Packing and planned reexploration for hepatic and retroperitoneal hemorrhage: critical refinements of a useful technique

J I Cué et al. J Trauma. 1990 Aug.

Abstract

We evaluated 35 consecutive patients treated with temporary intraabdominal packing for control of bleeding to determine factors that could improve hemorrhage control, morbidity from infection, and mortality. Twelve patients could not be resuscitated from hemorrhagic shock and died in the operating or recovery room. Bleeding was controlled in the remaining 23 patients; however, five (22%) died of complications other than hemorrhage. Intra-abdominal abscesses occurred in seven of the 21 patients who survived longer than 5 days and were more frequent in patients who had gastrointestinal perforation (50% versus 27%) and selective hepatic artery ligation (80% versus 19%).

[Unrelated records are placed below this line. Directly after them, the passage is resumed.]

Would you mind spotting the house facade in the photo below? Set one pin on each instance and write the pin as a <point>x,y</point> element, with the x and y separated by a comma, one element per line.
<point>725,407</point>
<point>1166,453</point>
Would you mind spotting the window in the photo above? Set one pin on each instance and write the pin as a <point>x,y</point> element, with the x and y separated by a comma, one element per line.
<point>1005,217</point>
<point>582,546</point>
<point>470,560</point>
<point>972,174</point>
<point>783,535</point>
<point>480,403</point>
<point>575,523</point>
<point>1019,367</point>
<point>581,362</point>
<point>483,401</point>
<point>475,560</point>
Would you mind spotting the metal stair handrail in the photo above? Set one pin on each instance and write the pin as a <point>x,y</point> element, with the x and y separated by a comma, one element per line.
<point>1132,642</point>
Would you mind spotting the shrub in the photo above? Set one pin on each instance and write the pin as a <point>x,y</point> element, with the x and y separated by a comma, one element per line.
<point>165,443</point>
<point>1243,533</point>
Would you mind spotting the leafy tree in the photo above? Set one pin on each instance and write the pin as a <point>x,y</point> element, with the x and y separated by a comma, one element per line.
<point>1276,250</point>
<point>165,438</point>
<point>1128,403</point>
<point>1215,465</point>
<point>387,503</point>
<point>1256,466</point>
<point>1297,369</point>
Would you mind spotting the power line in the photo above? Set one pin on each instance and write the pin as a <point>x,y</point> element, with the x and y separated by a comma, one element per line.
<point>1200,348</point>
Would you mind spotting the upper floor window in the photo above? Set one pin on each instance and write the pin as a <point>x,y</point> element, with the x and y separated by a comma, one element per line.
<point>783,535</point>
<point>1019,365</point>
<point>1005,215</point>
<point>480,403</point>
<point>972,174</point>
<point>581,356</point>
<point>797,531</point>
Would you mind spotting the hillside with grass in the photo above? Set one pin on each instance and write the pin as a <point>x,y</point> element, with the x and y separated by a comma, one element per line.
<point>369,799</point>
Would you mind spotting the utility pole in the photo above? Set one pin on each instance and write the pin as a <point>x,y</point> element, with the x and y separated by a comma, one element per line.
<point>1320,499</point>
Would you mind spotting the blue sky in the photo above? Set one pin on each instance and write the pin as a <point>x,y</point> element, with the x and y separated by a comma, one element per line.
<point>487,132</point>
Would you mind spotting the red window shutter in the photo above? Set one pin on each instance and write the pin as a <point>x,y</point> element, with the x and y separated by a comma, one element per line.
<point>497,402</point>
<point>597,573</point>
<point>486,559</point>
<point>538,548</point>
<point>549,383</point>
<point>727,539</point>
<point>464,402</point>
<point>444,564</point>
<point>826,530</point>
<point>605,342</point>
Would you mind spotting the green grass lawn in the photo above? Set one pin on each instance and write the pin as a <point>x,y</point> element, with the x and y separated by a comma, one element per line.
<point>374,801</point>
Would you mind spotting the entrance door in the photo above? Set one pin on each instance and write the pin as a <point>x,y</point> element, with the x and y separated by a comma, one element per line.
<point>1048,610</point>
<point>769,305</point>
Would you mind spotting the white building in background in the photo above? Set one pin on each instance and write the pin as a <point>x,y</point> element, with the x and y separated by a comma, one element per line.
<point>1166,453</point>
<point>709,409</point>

Four patients with either retrohepatic vena cava injury, hepatic vein injury, or both, were packed without attempted repair; three underwent delayed repair and survived. Coagulopathy occurred in 55% of patients who received greater than 15 units of blood before packing but in only 17% who received less than 15 units. The abdomens of ten patients were closed with a prosthetic mesh which did not prevent hemorrhage control, and only one patient developed a wound infection compared to 42% of patients with primary suture closure. We therefore conclude: 1) packing is more effective if instituted early (when less than 15 units of blood have been transfused) and is not contraindicated before either repair of retrohepatic vena cava injury, hepatic vein injury, or both; 2) selective hepatic artery ligation should be avoided if packing alone stops bleeding; 3) abdominal closure with a synthetic mesh decreases the incidence of wound infection; and 4) patients should be returned to the operating room for repacking if 24-hour postoperative blood requirements exceed 10 units.